Google Duplicate Content And WordPress – An Unresolved Problem

Of all the topics that come up frequently in SEO discussions, duplicate content is at the head of the list.  It comes up in two contexts.  The first concerns all those scraper sites that are created by spammers to create backlinks and do this by stealing copy from the original, legitimate authors. 

The second context, which is the topic of this article, is the duplicate content that is created by WordPress.  There may be many arguments why duplicate content is good for human readers, but it certainly creates problems with the search engines.

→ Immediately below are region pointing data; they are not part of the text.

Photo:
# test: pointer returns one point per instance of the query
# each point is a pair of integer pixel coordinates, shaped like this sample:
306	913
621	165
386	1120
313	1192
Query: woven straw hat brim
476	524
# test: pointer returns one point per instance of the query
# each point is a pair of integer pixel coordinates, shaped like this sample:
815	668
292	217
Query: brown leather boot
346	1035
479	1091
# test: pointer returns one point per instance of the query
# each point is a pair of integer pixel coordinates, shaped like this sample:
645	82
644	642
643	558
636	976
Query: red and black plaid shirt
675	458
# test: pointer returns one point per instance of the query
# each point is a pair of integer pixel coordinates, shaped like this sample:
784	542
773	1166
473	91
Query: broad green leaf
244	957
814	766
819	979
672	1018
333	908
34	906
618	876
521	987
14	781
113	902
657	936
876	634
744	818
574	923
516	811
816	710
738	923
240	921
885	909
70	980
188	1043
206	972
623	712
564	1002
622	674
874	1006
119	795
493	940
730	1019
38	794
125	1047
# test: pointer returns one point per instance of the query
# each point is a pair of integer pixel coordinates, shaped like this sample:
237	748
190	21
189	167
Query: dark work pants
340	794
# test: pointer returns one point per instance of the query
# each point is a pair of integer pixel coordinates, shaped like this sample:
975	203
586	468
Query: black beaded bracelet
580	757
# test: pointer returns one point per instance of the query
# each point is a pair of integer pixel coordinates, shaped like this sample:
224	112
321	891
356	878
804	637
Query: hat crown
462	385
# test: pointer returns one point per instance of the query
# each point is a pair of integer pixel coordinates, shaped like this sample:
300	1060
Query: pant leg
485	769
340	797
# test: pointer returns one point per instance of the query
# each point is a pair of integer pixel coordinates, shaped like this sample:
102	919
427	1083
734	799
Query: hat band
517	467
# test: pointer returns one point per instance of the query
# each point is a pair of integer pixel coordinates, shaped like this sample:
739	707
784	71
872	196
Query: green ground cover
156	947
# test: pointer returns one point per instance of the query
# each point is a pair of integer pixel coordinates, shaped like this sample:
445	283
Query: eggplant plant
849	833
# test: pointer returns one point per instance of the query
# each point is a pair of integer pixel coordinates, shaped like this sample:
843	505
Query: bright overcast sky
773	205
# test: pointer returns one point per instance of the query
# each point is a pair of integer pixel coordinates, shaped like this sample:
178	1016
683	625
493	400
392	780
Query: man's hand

The reasons for these problems are really at the heart of a post that Matt Cutts did some years back speaking of his enthusiasm for blog posts and how well Google was handling them.  Minty Fresh Indexing he called it.  The reason why Google was handling them so well was the relatively new BlogSearch and its ability to deal with news feeds.  As he said, a post could be visible in a keyword search within an hour or two as opposed to the much slower spider crawling entry of static web pages.

What was not so clear at the time was the associated problem that news feeds provided a parallel content stream that was almost exactly the same as the blog itself.  In this post we will discuss ways that have been suggested to solve this duplicate content problem and describe the gap that has still been left in creating a complete solution.  We will then offer a  solution to fill that gap.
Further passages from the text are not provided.